The problem with a magnetic field is that, to an electric charge, it must apply a force orthogonally to both the field and the motion of the charge. In the case of a charge being fired to the north, in a magnetic field pointed downwards, then the force would push the bullet to the west. This means the field would not be able to stop the bullet or push it backwards, but it could deflect the bullet to the side, spin it around and shoot it backwards, or trap in in circular motion until gravity pulls it to the ground.

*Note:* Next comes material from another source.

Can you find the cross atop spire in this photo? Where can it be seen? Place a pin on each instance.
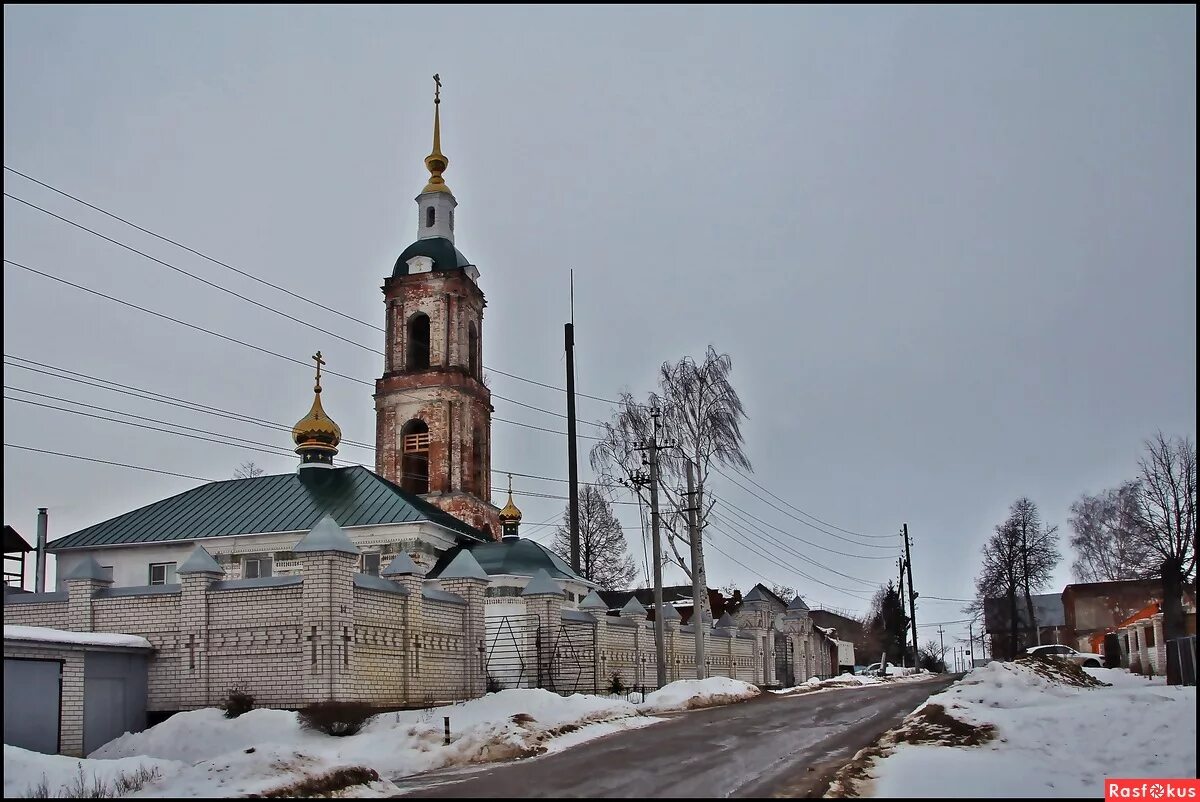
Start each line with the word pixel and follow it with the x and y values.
pixel 436 162
pixel 319 361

A magnetic field for self-defense seems very plausible, but there is one problem remaining: most bullets used today are charge-neutral. If you can charge a charge-neutral bullet between the time it's fired and the time it enters the magnetic field, then the field would be able to affect it. The reality is, a flying bullet is charged to some extent just by friction against the gun barrel and against the air, according to Dr. David Newman, professor of Physics at the University of Alaska Fairbanks, but it could be charged much more thoroughly by exposing it to ionizing radiation, such as X-rays or Gamma-rays. These waves have high enough energy to remove an electron from an object, leaving it with a positive charge.
The final result is this: an armed assassin breaks into your living room and aims his pistol at you. You push a button on your watch, activating X-rays firing across the room and Holtzhelm coils above and below. The assassin fires, the bullet passes through the X-ray stream and leaves positively charged. It then enters the magnetic field and turns in a circle, leaving the magnetic field at almost the same speed at which it entered, passes through the X-rays again and finally hits the assassin in the chest, both wounding him and discharging on him. You are almost entirely unharmed, save for some limited and brief exposure to X-rays.